Al McGall

Profile
- Position: Head Coach

Personal information
- Born: c. 1889
- Died: September 9, 1941 (aged 52)

Career history
- Newark Tornadoes (1930);
- Coaching profile at Pro Football Reference
- Stats at Pro Football Reference

= Al McGall =

American football and track and field coach

Albert McGall was a professional football and track and field coach.

McGall coached the Newark Tornadoes of the National Football League in two games during the 1930 NFL season.
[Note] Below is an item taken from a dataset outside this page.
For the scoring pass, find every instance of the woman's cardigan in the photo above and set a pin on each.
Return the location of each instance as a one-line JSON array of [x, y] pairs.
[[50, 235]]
The Tornadoes, under McGall, lost both games; in official statistics, McGall is credited with a third loss, but by the third game he had already been fired and replaced with Jack Fish.

McGall had more success outside the NFL, coaching the football team of his alma mater, Stevens Tech, from 1915 to 1924 and posting two undefeated seasons. Between 1925 and 1928 he doubled as coach of the Orange Tornadoes football team and as assistant track and field coach at Yale University; at Yale, he coached Olympic pole vault champion and world record holder Sabin Carr, as well as six-time United States champion Fred Sturdy. When the Tornadoes joined the NFL in 1929, McGall was replaced as coach by Jack Depler until his brief return in 1930. After that, he mostly coached track and field; he was track coach at Muhlenberg College when he died of a heart attack on September 9, 1941.